Saturday, March 31, 2018

Slow HDF5 progress

I've been struggling with DLLCC, and found another bizarre behavior that I reported on S.O., http://stackoverflow.com/questions/49564024/isnt-pointer-type-checking-disabled-in-dll-c-connect-and-is-that-ok. I then took some time to reread the F... manual.

I think that I have deeper understanding of DLLCC now and published a new patch using double dispatching on the public store. This enables passing a Smallapack.CArrayAccessor as argument to the external function call. What's this thing (the name is not so nice)?

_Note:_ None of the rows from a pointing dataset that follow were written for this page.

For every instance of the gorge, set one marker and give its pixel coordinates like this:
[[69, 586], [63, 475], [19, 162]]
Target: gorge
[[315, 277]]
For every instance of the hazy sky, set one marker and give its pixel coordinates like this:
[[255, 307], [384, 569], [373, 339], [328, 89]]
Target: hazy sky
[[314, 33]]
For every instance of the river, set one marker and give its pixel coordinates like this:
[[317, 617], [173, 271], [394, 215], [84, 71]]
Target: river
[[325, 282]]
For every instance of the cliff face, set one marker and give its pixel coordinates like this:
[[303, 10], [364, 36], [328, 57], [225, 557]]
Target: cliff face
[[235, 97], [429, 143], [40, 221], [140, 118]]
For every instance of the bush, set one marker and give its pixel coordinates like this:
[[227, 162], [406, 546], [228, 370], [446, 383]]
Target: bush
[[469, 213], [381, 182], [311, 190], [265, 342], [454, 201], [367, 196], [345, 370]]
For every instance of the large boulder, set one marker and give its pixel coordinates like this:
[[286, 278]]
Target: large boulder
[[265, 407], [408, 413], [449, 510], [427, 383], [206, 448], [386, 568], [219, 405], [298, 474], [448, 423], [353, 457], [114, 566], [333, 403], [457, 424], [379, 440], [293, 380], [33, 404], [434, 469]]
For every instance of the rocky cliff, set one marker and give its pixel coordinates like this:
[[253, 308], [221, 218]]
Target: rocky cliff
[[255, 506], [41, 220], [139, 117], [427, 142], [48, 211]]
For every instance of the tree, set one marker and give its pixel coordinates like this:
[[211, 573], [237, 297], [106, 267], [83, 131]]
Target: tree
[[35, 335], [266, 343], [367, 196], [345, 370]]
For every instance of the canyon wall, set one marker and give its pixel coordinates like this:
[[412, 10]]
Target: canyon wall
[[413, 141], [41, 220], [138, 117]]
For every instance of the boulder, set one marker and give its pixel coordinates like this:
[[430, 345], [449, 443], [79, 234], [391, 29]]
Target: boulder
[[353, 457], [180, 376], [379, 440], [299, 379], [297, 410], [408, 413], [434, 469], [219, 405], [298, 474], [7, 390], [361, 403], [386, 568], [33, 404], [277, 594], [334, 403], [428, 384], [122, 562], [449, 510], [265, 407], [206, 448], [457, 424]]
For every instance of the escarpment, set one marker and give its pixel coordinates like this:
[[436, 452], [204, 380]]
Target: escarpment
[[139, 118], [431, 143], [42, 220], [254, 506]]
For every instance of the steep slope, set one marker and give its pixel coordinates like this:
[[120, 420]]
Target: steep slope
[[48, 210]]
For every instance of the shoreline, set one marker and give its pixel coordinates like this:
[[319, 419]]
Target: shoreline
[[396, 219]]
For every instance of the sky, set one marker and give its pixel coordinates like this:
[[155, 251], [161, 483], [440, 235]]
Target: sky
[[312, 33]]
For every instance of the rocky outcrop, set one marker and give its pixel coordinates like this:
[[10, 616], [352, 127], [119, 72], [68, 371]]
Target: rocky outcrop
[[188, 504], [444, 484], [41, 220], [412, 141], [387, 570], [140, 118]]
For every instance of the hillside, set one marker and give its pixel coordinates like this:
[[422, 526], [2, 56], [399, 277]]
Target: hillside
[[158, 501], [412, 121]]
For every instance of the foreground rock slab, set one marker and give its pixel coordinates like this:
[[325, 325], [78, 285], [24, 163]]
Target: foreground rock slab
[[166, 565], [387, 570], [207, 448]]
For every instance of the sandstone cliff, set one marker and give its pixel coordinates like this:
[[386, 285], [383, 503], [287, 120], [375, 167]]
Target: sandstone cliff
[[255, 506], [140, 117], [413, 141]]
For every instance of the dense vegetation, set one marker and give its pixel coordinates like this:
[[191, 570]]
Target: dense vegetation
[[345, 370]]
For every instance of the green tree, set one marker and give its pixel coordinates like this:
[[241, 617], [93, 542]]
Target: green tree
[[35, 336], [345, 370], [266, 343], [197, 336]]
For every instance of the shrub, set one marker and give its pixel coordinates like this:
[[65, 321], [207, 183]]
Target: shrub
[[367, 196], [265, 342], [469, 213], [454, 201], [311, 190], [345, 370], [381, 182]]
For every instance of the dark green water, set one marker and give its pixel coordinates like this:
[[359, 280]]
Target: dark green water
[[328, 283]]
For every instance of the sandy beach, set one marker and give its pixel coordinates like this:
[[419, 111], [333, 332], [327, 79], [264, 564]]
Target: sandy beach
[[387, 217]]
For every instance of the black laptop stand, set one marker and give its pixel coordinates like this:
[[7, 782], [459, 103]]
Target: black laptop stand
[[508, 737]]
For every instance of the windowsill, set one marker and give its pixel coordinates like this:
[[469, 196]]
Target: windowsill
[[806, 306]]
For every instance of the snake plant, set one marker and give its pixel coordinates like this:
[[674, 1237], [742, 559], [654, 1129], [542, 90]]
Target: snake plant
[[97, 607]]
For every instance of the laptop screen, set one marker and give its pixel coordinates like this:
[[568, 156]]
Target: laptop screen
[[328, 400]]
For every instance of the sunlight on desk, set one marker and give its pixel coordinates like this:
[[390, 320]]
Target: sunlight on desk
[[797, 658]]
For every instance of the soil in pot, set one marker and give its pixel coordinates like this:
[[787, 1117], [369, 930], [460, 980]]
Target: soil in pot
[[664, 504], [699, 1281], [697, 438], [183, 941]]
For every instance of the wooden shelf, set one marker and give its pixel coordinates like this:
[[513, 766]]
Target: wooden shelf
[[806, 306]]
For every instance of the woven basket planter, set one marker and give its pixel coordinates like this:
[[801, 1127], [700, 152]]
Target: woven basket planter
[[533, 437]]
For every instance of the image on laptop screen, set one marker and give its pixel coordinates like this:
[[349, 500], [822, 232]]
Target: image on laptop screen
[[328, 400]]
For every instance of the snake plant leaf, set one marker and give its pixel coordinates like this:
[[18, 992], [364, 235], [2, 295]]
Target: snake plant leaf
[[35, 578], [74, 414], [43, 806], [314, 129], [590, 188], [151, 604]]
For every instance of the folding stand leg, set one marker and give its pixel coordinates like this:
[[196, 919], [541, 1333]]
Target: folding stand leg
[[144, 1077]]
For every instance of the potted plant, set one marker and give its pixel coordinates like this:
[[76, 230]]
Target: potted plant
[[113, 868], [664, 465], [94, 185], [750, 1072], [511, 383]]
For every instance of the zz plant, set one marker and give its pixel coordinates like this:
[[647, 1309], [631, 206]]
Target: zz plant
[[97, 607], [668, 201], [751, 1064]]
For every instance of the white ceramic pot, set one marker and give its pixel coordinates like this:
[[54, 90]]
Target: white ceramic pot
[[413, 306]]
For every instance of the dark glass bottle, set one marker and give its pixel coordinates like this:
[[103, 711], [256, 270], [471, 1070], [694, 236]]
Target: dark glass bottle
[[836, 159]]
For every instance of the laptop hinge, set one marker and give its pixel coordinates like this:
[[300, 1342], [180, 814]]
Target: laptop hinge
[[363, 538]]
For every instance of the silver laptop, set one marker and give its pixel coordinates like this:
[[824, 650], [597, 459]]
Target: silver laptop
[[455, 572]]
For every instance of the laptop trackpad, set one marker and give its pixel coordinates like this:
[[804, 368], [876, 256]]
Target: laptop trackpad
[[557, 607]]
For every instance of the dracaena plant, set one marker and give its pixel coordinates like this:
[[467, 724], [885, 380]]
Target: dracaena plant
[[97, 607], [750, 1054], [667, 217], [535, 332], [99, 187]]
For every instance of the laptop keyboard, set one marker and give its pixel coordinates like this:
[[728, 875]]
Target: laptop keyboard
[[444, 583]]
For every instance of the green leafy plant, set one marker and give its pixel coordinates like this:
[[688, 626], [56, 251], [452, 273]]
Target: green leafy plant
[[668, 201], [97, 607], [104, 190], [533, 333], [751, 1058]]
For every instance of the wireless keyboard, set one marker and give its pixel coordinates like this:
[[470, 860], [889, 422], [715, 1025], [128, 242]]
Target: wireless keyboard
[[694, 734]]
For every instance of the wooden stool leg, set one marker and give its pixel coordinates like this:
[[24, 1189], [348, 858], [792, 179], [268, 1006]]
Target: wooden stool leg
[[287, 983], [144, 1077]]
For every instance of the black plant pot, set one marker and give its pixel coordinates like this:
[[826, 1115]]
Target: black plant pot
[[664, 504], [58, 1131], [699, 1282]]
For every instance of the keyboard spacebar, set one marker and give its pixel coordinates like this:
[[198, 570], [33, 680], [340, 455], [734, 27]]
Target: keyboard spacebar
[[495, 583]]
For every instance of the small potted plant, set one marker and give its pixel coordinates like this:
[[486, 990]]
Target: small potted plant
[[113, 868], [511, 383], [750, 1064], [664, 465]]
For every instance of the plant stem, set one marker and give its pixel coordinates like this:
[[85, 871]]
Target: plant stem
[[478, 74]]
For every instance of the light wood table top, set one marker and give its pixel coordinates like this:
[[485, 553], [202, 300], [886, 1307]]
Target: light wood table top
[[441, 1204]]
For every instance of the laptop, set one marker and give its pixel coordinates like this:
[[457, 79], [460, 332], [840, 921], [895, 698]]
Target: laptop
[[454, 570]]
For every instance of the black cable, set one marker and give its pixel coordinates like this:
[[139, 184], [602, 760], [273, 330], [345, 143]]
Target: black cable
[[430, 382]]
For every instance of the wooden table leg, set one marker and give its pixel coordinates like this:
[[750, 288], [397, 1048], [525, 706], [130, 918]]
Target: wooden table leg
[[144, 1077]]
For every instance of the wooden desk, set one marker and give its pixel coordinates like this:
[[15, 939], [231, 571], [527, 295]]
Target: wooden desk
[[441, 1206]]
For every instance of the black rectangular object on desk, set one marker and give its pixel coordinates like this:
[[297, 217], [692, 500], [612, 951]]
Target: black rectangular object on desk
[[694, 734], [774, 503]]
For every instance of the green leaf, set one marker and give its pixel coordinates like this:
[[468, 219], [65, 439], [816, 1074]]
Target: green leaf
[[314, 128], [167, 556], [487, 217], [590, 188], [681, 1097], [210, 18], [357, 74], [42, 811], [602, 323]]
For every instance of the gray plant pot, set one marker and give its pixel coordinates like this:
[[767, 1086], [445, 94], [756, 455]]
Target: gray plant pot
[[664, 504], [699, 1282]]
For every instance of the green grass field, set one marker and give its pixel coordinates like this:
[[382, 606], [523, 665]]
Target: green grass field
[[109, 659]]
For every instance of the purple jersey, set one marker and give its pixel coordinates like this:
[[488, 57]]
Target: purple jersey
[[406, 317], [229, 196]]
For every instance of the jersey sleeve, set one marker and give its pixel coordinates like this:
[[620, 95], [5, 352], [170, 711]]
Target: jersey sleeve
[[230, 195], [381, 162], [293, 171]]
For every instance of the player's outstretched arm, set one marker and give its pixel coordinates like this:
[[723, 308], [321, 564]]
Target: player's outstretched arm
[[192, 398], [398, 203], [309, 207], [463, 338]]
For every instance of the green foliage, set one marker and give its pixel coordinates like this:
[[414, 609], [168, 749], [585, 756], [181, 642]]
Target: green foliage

It's a proxy to some C data (on heap), somehow like a CPointer (a CType plus a pointer on C data), but with two differences: 
  1. it carries a length, and thus enables safe access of contents from within the Smalltalk world. If you think of it two minutes, every pointer should be bounded, that's clearly the way to go. Alas, in 2018 we still are at assembler level with those C API, so the pointer coming from external world still are unbounded (a pity for safety...).
  2. it is using 1-based index and enables handling from within Smalltalk world like any other collection without too much mindstorm.
With the time spent on DLLCC, the progress was slow on HDF5, I just corrected the H5TString transfer. The documentation was not clear about fixed size null terminated strings. I first thought (or read?) that the terminating null was mandatory. But then the type H5T_C_S1 - a C type string of fixed size 1 - makes no sense! So I speculated that an extra byte was allocated for the terminator... This was wrong! If not enough place is allocated, then the null terminator is omitted. The difference of NullTerminated and NullPadded HDF5 Strings is then germane: the former ends before first null, the later at last non null, but in neither case null is mandatory...

Along with the CArrayAccessor change, I can now explore the contents of a HDF5 file created by Matlab save -v7.3. a Small step in the right direction.

Thursday, March 29, 2018

HDF5 interface requires a patch in DLLCC

Apologies to those who would have tried the HDF5 interface (if any): I completely forgot that I had to patch argument coercion in DLL/C-Connect to let it work.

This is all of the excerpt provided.